Ele faleceu e nunca consegui conversar com ele olhando ‘olhos nos olhos’, pois sempre cabisbaixo. Por respeito, ou por ‘medo’? E tudo isso pelas ‘porradas’ que por qualquer coisa eu levava, pelas vezes em que ‘apanhei’ sem merecer (ou merecia?), por não alavancar minha auto-estima, mesmo na pobreza, por ter que, com 9/10 anos de idade amanhecer atrás de um balcão de bar em cidade do interior aguentando os boêmios, etc.
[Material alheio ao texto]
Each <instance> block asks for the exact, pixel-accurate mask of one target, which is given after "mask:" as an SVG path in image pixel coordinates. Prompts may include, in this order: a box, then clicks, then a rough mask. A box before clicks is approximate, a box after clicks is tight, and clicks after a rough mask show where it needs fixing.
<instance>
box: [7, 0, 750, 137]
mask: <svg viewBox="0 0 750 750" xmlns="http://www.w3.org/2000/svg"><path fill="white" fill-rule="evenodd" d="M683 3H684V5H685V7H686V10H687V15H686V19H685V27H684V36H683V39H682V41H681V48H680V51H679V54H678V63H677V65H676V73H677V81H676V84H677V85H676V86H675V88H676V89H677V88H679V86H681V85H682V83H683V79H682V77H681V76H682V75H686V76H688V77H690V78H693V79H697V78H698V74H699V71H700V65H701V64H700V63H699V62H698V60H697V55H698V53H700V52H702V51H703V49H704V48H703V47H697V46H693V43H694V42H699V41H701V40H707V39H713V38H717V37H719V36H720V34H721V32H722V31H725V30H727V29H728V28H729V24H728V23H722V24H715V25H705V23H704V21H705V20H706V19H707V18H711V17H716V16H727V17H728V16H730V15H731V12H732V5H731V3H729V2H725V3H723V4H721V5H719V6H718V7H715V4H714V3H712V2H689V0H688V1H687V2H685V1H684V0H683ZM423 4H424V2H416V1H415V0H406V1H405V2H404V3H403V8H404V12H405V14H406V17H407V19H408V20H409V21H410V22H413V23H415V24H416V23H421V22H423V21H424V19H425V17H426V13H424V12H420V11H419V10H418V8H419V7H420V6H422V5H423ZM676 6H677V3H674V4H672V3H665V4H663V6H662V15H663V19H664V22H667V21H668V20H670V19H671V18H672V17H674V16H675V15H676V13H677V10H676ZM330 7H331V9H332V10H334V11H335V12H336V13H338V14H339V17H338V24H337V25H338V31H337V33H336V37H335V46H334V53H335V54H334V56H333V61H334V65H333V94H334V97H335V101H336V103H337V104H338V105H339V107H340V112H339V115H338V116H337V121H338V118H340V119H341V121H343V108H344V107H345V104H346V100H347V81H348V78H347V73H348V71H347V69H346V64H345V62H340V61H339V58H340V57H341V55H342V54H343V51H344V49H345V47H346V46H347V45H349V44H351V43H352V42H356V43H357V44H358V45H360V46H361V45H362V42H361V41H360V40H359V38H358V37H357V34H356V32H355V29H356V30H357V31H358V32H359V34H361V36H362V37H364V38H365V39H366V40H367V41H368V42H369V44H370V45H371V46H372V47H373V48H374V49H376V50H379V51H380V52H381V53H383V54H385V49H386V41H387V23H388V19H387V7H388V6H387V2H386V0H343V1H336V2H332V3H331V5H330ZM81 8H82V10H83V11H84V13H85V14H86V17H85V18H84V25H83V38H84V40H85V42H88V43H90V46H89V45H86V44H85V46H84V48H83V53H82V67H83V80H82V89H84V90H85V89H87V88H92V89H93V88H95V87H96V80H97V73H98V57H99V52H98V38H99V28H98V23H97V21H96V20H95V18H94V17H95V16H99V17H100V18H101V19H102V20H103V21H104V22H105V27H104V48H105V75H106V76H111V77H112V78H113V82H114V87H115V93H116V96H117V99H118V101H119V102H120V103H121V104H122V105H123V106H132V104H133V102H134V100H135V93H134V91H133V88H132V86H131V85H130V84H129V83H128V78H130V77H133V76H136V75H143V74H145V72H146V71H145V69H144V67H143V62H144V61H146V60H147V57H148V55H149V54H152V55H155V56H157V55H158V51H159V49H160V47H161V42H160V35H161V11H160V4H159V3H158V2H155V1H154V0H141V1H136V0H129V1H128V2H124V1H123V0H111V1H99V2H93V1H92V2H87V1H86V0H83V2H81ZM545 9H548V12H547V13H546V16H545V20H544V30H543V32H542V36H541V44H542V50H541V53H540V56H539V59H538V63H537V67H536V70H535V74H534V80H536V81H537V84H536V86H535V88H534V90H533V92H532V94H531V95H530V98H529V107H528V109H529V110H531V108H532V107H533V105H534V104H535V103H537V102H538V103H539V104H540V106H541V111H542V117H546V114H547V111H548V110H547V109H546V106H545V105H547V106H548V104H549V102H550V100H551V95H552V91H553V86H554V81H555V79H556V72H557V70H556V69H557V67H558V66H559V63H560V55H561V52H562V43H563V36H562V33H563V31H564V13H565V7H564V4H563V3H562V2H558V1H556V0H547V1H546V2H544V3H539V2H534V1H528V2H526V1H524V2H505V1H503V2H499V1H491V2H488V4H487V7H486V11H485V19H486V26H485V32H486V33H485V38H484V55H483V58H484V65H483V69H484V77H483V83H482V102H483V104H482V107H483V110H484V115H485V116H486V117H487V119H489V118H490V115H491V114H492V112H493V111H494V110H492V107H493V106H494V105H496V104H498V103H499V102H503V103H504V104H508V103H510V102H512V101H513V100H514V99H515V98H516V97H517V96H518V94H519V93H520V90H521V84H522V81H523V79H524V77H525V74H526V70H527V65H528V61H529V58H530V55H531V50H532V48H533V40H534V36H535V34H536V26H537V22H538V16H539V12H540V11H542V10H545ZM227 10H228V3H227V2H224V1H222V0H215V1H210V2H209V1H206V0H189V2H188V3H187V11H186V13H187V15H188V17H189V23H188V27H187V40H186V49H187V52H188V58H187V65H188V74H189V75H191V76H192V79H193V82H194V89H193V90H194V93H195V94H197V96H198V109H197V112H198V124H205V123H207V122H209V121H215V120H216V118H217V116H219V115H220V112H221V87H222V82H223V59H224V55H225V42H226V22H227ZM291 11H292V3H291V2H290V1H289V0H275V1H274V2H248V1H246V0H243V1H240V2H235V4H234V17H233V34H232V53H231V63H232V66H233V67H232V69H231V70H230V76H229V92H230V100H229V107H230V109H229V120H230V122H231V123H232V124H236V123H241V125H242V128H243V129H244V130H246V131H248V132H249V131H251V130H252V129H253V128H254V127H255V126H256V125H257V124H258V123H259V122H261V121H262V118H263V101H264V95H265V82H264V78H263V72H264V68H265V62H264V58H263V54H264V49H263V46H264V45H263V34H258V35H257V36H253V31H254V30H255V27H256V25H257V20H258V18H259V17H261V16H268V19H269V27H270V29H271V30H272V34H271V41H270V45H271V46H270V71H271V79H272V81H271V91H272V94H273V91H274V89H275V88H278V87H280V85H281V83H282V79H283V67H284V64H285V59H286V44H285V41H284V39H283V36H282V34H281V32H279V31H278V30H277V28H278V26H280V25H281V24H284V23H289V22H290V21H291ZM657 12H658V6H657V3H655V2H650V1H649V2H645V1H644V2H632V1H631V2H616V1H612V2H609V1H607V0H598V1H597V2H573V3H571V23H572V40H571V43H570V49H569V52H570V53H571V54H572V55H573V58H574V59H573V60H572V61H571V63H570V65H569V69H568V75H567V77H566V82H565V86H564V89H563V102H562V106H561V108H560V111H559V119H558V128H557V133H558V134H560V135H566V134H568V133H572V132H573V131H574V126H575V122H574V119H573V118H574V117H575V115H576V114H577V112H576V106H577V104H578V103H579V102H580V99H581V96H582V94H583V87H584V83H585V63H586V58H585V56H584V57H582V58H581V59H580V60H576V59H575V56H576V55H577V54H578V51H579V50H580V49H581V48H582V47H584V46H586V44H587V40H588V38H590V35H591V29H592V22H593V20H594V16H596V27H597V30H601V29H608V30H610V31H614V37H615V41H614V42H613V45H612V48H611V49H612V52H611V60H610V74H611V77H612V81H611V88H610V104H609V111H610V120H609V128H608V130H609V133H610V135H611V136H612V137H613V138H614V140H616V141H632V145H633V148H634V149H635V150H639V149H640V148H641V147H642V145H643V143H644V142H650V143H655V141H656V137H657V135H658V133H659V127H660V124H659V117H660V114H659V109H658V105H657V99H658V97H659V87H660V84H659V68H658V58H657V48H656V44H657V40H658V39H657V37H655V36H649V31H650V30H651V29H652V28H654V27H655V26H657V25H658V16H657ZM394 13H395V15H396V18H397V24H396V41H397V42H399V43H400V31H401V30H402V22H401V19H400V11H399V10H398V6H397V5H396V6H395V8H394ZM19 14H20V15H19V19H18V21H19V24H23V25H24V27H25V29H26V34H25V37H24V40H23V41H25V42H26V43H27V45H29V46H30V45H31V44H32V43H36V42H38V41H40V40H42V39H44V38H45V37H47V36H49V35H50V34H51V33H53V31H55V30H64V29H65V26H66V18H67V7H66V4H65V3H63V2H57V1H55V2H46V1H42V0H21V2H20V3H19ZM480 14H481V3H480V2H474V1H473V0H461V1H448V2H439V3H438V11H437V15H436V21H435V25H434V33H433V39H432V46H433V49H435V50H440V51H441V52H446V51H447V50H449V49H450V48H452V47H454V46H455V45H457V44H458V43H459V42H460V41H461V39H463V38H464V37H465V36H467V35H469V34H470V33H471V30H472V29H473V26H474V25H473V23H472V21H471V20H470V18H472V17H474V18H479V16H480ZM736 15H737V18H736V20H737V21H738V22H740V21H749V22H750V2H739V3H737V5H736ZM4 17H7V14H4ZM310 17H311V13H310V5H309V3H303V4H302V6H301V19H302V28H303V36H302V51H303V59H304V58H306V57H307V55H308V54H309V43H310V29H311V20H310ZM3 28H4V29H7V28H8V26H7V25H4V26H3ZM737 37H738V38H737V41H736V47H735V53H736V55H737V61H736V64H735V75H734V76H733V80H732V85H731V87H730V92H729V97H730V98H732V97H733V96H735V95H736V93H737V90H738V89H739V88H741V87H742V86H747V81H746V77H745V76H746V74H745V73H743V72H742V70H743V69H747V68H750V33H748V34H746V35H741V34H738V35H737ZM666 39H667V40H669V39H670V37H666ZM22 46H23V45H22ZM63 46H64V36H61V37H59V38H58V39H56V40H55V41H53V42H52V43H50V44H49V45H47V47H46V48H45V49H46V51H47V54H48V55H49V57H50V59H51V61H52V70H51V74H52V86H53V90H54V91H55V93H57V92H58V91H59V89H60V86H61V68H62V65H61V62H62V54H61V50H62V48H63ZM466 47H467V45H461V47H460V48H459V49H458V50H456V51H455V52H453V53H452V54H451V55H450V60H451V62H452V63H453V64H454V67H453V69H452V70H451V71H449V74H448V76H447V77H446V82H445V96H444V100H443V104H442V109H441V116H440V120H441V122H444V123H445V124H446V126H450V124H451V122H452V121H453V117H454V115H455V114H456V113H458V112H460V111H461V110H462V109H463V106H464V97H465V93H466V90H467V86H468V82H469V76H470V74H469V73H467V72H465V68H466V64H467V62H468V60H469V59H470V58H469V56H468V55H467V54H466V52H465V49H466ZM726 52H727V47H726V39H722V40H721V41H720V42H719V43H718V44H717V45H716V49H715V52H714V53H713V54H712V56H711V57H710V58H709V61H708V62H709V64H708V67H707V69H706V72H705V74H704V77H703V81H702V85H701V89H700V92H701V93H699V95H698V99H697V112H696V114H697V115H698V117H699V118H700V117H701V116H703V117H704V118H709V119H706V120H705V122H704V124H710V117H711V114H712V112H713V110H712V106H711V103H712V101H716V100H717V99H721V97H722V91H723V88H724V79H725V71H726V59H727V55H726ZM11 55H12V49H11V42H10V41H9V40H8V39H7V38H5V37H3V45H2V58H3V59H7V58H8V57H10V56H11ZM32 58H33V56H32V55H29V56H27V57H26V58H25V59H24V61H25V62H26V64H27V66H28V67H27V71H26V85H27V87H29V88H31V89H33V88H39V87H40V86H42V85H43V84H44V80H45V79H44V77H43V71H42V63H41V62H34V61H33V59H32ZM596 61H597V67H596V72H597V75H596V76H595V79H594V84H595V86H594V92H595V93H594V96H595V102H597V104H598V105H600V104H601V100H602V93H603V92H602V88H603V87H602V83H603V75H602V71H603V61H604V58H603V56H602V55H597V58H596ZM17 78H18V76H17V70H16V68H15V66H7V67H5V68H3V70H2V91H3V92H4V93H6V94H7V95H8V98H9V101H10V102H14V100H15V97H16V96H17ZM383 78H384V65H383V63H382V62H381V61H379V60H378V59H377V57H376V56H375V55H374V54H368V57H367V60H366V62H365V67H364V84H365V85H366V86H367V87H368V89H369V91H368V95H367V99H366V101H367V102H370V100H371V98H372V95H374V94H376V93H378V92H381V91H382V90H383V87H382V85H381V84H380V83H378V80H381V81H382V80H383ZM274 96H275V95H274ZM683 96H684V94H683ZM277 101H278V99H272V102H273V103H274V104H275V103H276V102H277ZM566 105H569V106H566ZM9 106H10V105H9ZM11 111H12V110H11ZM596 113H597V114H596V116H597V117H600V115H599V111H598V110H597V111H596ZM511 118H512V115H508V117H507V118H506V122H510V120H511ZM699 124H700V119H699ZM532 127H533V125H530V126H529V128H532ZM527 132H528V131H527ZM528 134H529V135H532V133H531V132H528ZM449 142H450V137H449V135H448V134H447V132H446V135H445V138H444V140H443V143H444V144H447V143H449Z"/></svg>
O engraçado é que atribuo a ele todo o sucesso que consegui até hoje, estudar, frequentar uma faculdade, quando somente os filhos de famílias bem aquinhoadas conseguiam, quando na verdade se dependesse dele, eu e meus irmãos seriamos somente mãos de obra. Mas ele se orgulhava de ter um filho juiz de direito, um filho advogado, um filho dentista e outra filha dentista. Mas ele teve alguma participação nesta epopeia? Às vezes acho que não, outras vezes, para não me sentir culpado, acho que sim. A dúvida ainda me consome.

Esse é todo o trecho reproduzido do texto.